Unlike Rust, Ori closures don’t need lifetime annotations because:

  • No references (capture by value only)
  • No borrowing (ARC handles memory)
  • No dangling pointers possible

Higher-Order Functions

Closures as Parameters

Functions can accept closures as parameters:

@apply<T, U> (f: (T) -> U, value: T) -> U =
    f(value)

apply(f: x -> x * 2, value: 5)  // 10

Closures as Return Values

Functions can return closures:

@compose<A, B, C> (f: (A) -> B, g: (B) -> C) -> (A) -> C =
    x -> g(f(x))

let double_then_str = compose(f: x -> x * 2, g: int_to_str)
double_then_str(5)  // "10"

Stored Closures

Closures can be stored in data structures:

type Handler = { on_success: (Data) -> void, on_error: (Error) -> void }

let handler = Handler {
    on_success: data -> print(msg: data.message),
    on_error: err -> log_error(err),
}

Closure Equality

No Structural Equality

Closures do not support equality comparison:

let f = x -> x + 1
let g = x -> x + 1
f == g  // ERROR: closures do not implement Eq

Rationale

Two closures with identical code may capture different values, and comparing captures would be confusing and expensive.


Examples

Counter Pattern (Doesn’t Work)

This common pattern from other languages doesn’t work in Ori due to capture-by-value:

// This does NOT create a working counter
@make_counter () -> () -> int = {
    let count = 0
    () -> {
        count = count + 1,  // ERROR: cannot mutate captured binding
        count
    }
}

Correct Counter (Using State)

Use explicit state passing instead:

type Counter = { value: int }

@increment (c: Counter) -> (int, Counter) =
    (c.value, Counter { value: c.value + 1 })

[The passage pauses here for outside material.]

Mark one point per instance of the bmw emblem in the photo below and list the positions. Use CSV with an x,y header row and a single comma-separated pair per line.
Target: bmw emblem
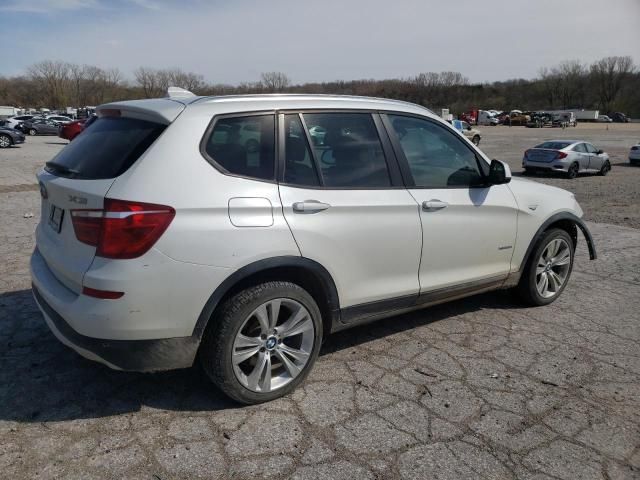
x,y
271,343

let c = Counter { value: 0 }
let (v1, c) = increment(c)  // v1 = 0
let (v2, c) = increment(c)  // v2 = 1

Partial Application

@add (a: int, b: int) -> int = a + b

@partial_add (a: int) -> (int) -> int =
    b -> add(a: a, b: b)

let add5 = partial_add(a: 5)
add5(3)  // 8

Event Handler Registration

@setup_handlers (config: Config) -> [Handler] = [
    Handler {
        event: "click",
        action: e -> handle_click(config: config, event: e),  // config captured
    },
    Handler {
        event: "submit",
        action: e -> handle_submit(config: config, event: e),
    },
]

Spec Changes Required

Update 17-blocks-and-scope.md

Add comprehensive closure section:

  1. Capture-by-value semantics
  2. Capture timing
  3. Mutable binding interaction
  4. Escaping closure rules

Update 15-memory-model.md

Add:

  1. Closure memory representation
  2. Reference counting for captured values

Update Concurrency Sections

Add:

  1. Sendable requirement for task closures
  2. Move semantics for task boundary crossing

Summary

AspectBehavior
Capture mechanismBy value (copy)
Capture timingAt closure creation
Reassignment after captureDoes not affect closure
Mutation inside closureNot allowed
Task boundaryMust capture Sendable only
Move to taskValues moved, original inaccessible
EscapingAlways safe (owns captured data)
EqualityNot supported
Closure memoryCaptured values (references for ARC types)
Lifetime annotationsNot needed

Errata (added 2026-03-05)

Affected by mutable-self-proposal: The “Captured Values Are Immutable” section states closures cannot modify captured state. With mutable self approved, self captured inside a closure from a method body retains its mutability — the closure receives a mutable copy of self. Mutations inside the closure operate on the closure’s copy and do not propagate back to the outer method’s self. Other captured bindings remain immutable as specified.